La ciencia impuso un proceso de colonización: un sistema de saberes, cuyo fundamento cosifica la vida, los humanos, la Tierra. «El hecho de que la ciencia ―deplora Juan José Bautista― renazca en la modernidad como ciencia natural no es casual, es parte de todo un proyecto de sociedad que la modernidad tuvo de sí. Descualificar a la naturaleza de sus atributos para convertirla en mero objeto era parte del proyecto descualificador de los antecedentes. Empezar de cero, como tabula rasa, como res extensa, como espacio euclidiano, implicaba darle la espalda a la historia. (…) Hasta ahora la ciencia social no ha reparado en por qué para la ciencia moderna la categoría de naturaleza entendida como objeto es central y arquimedea, es decir, fundante de toda una concepción nueva de toda la realidad. Mientras la ciencia social no cuestione esta concepción moderna de la naturaleza, seguirá desplegando la pretensión de dominación inherente a ella».

La ciencia que hoy conocemos y reproducimos, como está hecha a imagen y semejanza del proyecto ideológico de la modernidad/colonialidad, encubre las relaciones de dominación: oculta los hechos empíricos del presente que consisten en el incremento, a escala mundial, de la pobreza y la explotación de la naturaleza no humana. Este fetichismo por las relaciones de dominación capitalistas ha invertido de tal modo la realidad, que ahora ya no está invertida solamente la dialéctica, sino la realidad toda. Y, como alerta Juan José, esta inversión se ha impuesto de tal modo que, ahora, hasta el pensamiento crítico y de izquierda se relaciona con esta realidad invertida como si fuese así la realidad toda. De ahí que la importancia de la pregunta radica en que te dirige al lugar donde vas a llegar.

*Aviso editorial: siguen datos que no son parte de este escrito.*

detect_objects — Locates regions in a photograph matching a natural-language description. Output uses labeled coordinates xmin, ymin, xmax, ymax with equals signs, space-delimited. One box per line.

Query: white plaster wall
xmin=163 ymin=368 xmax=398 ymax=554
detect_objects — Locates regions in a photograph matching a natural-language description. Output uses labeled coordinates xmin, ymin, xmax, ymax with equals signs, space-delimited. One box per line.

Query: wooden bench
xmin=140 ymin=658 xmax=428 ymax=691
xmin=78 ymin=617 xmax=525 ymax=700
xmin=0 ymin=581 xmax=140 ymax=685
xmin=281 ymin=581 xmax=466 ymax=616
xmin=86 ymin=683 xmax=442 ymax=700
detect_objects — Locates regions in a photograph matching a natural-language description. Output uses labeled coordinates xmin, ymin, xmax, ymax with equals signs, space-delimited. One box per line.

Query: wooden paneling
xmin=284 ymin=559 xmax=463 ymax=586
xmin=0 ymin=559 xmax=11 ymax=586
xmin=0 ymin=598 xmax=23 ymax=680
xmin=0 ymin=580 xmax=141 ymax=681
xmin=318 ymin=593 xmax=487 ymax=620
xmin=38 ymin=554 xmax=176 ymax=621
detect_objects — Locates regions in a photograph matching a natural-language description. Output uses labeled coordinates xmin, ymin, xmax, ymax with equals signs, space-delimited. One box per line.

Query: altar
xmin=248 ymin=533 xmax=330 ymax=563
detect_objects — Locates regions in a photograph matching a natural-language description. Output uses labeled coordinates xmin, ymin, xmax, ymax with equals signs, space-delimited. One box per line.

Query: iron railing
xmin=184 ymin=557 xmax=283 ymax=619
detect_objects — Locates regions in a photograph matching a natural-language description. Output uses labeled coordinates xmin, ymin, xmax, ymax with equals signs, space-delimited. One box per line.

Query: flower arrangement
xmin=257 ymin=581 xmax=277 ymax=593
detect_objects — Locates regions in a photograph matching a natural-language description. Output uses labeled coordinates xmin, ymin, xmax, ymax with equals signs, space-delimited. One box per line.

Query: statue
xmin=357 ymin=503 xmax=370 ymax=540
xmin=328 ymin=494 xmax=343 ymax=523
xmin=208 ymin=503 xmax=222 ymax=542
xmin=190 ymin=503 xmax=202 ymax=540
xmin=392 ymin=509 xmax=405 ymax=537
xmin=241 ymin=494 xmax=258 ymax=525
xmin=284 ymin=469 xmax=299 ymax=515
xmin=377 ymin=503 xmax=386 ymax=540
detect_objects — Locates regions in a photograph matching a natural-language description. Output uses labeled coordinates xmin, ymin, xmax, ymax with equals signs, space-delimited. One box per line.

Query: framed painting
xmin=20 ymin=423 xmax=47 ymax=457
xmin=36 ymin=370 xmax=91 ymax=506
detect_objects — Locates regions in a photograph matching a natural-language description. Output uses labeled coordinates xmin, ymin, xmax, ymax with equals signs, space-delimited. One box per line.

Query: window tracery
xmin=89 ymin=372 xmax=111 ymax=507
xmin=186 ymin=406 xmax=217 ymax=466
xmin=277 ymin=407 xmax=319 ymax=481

Esta cosmovisión nos determina, de manera oculta, por la espalda. Tal contenido está presente en toda la actividad científica que hacemos o hagamos, tengamos o no conciencia de ello. La supuesta objetividad de la ciencia está repleta de subjetividad moderna, o sea, del sujeto que se relaciona con los otros y lo otro como objetos; por cuanto el primer producto de la ciencia es el sujeto moderno que desarrolla, con bastante éxito, la ciencia natural y la tecnología como cosificación y cuantificación de la realidad. Esta razón calculadora, o instrumental, a juicio de Juan José, «solo calcula, o sea, que cuantifica y describe solamente una dimensión de la realidad, aquella que se somete a la sola cuantificación. Y cuando la razón confunde esta dimensión de la realidad con toda la realidad, entonces no solo reduce la realidad, sino que también reduce y empobrece la razón y la humanidad, y así fue desapareciendo poco a poco lo que sea el pensar, como ejercicio propio de la razón que piensa los grandes problemas de la humanidad. ¿Tragedia de la modernidad?». He ahí la gravedad de hoy: ya no pensamos. La modernidad ha colonizado hasta nuestras expectativas y horizontes; ya no necesitamos la picota del colonizador, aspiramos «voluntariamente» a tener aquello que nos oprime. Más ciencia… es más ciencia imperial, más ciencia para la dominación y, por tanto, más destrucción de la trama de la vida, o sea, de nuestro propio sustento.

La ciencia moderna es responsable de la actual crisis civilizatoria a la que acudimos hoy, y que se expresa no solo en la crisis social, espiritual; sino en el colapso de los sistemas ecológicos que hacen posible la reproducción de la vida. Por ello, al concepto de ciencia moderna le debemos responder con un concepto de ciencia que tenga, en su raíz, una ética que vele por la condición de posibilidad de la vida y se haga cargo de los efectos negativos del sistema. En otras palabras: tenemos la responsabilidad histórica de construir un nuevo concepto de ciencia que esté al servicio de la vida, y no de la dominación.

Si la ciencia está en disputa ―no solo como campo teórico, sino también en su campo práctico― no deberíamos estar sosteniendo toda la debacle de Occidente, con narrativas, políticas y plataformas ingenuas de obediencia al relato imperial, camuflado de relato progresista. Como dice el dicho, «Las herramientas del amo nunca desmontan la casa del amo». Necesario es revolucionar el saber y el conocer, pero también las formas de ser, de soñar y de relacionarnos en comunidad. Idolatrar la ciencia moderna es idolatrar a nuestros verdugos. ¿¡Acaso 500 años de colonialidad no bastan!?